Кулай-ориджит смеется, те двое, что мечами сплеча махнули, молчат да хмурятся, а когда у чужаков девка дикоглазая вперед выехала и покрыла заставщиков
Ну а как опомнились — поняли, что велика степь, дорог много, а в ставку к гурхану им дороги больше нет. Один Удуй-Хара воспротивился. Он полгода назад числился у Восьмирукого в отборной тысяче тургаудов-телохранителей, до десятника дошел и дальше бы служил, когда б не слабость к тому, что у баб под халатом! Выгнали за дурость — в караул заступали, а Чумной Волк угрелся, увлекся и запоздал маленько… Вот с той поры и вертелся оплошавший тургауд в заставщиках у Кул-кыыз.
А сейчас то ли гордость тургаудова взыграла, то ли еще чего — отвезу, решил Удуй-Хара, вести в ставку гурхана и в ноги Восьмирукому брошусь. Убей, мол, да не гони!..

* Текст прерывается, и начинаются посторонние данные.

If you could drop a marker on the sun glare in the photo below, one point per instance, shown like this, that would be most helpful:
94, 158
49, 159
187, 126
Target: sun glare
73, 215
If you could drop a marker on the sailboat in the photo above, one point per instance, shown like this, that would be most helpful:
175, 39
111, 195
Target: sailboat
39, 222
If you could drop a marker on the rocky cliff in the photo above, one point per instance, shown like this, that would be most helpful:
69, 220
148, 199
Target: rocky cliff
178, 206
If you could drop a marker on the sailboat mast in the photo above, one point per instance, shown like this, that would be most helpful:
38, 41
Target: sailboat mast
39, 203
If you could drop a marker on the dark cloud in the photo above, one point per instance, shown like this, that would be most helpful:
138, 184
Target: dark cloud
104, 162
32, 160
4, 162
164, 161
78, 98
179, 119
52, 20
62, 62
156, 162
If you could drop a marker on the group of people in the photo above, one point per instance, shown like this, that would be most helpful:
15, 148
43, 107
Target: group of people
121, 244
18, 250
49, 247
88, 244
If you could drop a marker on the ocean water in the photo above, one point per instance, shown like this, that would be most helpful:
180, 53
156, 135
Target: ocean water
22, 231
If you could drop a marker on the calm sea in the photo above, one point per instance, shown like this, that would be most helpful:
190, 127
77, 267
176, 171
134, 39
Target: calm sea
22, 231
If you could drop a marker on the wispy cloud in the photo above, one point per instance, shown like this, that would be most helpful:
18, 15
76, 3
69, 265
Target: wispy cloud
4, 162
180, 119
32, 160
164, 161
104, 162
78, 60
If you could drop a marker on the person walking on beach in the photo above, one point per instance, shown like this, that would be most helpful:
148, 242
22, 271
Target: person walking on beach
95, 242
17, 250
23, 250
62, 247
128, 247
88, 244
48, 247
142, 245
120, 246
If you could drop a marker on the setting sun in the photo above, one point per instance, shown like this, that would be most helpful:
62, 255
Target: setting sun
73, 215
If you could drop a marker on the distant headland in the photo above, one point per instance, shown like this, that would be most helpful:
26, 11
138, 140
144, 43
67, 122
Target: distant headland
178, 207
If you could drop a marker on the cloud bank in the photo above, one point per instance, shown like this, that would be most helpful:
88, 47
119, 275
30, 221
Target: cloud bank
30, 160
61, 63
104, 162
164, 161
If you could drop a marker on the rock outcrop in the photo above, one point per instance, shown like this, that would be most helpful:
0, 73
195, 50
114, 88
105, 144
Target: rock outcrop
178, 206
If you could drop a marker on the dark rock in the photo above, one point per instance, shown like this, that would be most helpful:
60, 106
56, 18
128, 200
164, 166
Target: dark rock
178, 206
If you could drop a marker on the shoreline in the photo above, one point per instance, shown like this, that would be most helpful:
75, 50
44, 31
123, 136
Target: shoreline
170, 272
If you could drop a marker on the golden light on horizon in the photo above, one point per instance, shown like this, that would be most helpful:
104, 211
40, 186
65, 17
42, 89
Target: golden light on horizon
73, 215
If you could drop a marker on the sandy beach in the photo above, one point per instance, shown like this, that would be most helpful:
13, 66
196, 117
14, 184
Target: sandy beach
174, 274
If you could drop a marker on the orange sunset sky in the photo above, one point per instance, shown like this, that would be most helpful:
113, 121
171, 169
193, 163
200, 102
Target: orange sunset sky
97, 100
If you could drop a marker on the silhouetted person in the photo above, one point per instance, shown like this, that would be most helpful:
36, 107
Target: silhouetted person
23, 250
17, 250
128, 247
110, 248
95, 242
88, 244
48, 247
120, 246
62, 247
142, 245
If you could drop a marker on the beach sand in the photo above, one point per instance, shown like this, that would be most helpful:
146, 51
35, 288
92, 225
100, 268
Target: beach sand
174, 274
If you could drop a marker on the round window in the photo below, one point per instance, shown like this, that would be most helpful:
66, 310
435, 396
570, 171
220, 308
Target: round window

Все ведь деру дали, гнева Джамухи убоявшись, а Чумной Волк и про Кулая дерзкого доложит, и о чужаках, и об Асмохат-та…
«Асмохат-та? — вопросили глаза Неправильного Шамана. — Каков из себя-то он, Асмохат-та?»
«Не помню», — хотел было выдавить Чумной Волк, а глаза шаманские уже в самое нутро залезли, будто пальцами там шарят: вот Кулай ухмыляется, вот по бокам его двое с мечами-переростками… один — беловолосый, почти как Неправильный Шаман, а в глазницах — сталь с голубым отливом; другой — крепыш, по плечо первому, а лицо недоброе, ох, недоброе, и глядит, как в грудь толкает!..
«Дальше!»
И Чумной Волк словно за железо каленое схватился — вот он! Позади Кулая на коне сидел! Не конь — скала черная, не всадник — глыба блестящая, руки на поводьях…
— Руки! — завизжал Удуй-Хара, видя и не видя то, чего сперва в горячке не заметил, а и заметил, так не понял.
— Руки! Чешуя на руках! Асмохат-та!..
И слетел с невидимого острия.
На колени упал.
Куш-тэнгри уже уходил к своей лошади, позванивая металлическими фигурками животных, которыми был увешан его просторный халат, а Чумной Волк все катался по траве и выл хрипло:
— Руки!.. руки в чешуе… руки!..
Неправильный Шаман даже не обернулся.
Глава 22
— Стрела — она потому стрела, что ею стреляют, — глубокомысленно возвестил Кос. — Или наоборот: ею стреляют, потому что она стрела. Ты как думаешь, Асмохат-та?
— Никак, — буркнул я, зная, что Кос не обидится.
— Вот и я так полагаю, что ты никак не думаешь, — согласился ан-Танья, выпячивая свой и без того внушительный подбородок.
Интересно, он тоже знал, что я не обижусь?..
…Переход через Кулхан оказался и легче, и труднее, чем я предполагал — короче, совершенно не таким, каким представлялся вначале. Ориджиты шли буднично и уверенно, они явно заранее знали каждый поворот и места стоянок; и, кем бы ни был их незабвенный предок-покровитель Оридж, дети его могли отыскать дорогу даже там, где ее отродясь не бывало. Уже через неделю я понимал, что Асахиро и Фаризе в свое время ужасно повезло — они живыми выбрались из этого бесконечного равнодушия природы, идя наобум; и еще я понимал, что тысячному войску выжить в Кулхане будет не легче, чем несчастному одиночке. Воды в тех полусухих колодцах, что вынюхивали наши неутомимые шулмусы-следопыты, нам хватало если и не с избытком, то вполне; войско же погибло бы от жажды.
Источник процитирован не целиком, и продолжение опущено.